Ella se había percatado de las dos bestias detrás de él hacía mucho tiempo; su giro anterior había sido solo una finta para atraerlas.

Pero la bofetada falló.

Gou Jianhong era increíblemente rápido; desapareció en un borrón ante los ojos de Zhongli Ruoruo.

Su cabello se erizó.

Con un grito agudo, cargó, giró y golpeó, todo en un solo movimiento fluido.

En el lugar donde ella acababa de estar, apareció Gou Jianhong, extendiendo sus garras y exhalando un aliento que hizo que algunos de sus mechones de pelo cortados flotaran en el aire.

Mientras lo hacía, le lanzó una mirada provocadora.

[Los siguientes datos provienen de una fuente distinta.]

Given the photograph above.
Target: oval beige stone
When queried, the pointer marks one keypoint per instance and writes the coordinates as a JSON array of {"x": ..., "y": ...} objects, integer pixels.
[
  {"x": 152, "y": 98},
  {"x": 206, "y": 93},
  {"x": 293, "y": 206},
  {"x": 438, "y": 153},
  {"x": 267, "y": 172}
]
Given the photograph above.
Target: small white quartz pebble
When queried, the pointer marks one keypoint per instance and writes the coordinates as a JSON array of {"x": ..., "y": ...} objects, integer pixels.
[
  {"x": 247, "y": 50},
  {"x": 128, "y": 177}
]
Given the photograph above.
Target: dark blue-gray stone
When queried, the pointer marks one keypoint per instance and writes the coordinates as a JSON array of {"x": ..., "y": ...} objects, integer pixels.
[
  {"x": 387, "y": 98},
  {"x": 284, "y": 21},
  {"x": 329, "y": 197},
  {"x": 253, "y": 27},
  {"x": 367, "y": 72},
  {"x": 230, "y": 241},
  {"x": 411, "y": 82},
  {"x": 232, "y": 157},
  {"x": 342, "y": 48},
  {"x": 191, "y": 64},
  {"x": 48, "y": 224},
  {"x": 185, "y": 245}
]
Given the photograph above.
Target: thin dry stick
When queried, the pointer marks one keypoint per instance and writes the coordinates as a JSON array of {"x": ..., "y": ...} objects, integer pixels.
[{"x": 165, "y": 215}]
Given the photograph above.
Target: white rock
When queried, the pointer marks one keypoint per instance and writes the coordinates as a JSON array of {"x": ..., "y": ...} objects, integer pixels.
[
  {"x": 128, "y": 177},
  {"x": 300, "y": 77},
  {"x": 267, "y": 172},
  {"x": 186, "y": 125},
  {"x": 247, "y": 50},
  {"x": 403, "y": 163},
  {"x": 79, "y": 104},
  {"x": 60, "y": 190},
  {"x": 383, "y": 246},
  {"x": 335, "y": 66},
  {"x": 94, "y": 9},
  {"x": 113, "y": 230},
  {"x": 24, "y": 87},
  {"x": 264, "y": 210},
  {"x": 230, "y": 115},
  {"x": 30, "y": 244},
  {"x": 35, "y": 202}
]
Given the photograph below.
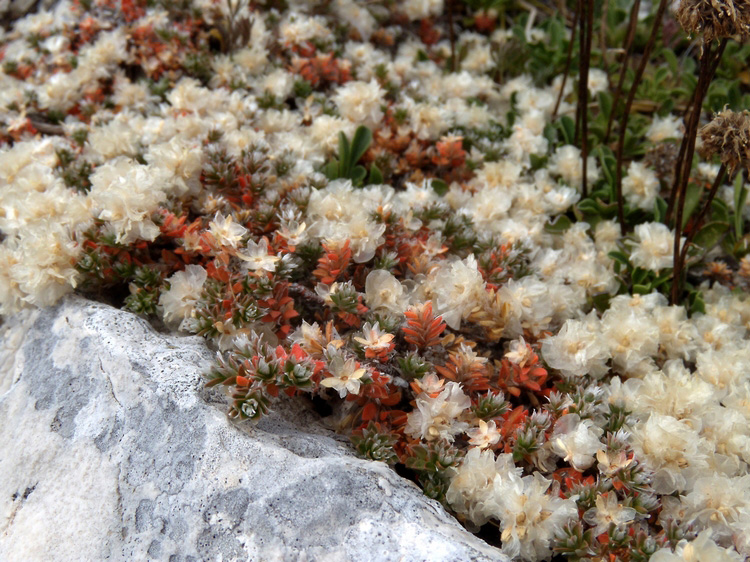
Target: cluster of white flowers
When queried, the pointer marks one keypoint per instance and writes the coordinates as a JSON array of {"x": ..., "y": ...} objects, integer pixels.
[
  {"x": 682, "y": 379},
  {"x": 484, "y": 487}
]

Zhongli Ruoruo no se molestó en absoluto.

En cambio, su rostro se iluminó con una sonrisa de comprensión.

—Me preguntaba por qué mantenías las manos ocultas.

Resulta que tienes un par de patas de perro.

¿No estás orgulloso de ser el hijo del rey de la Tribu Licaón?

¿Por qué esconderías…?

—¡Tú, miserable, cállate!

Enfurecido y humillado una vez más, el cabello de Gou Jianhong se agitó salvajemente.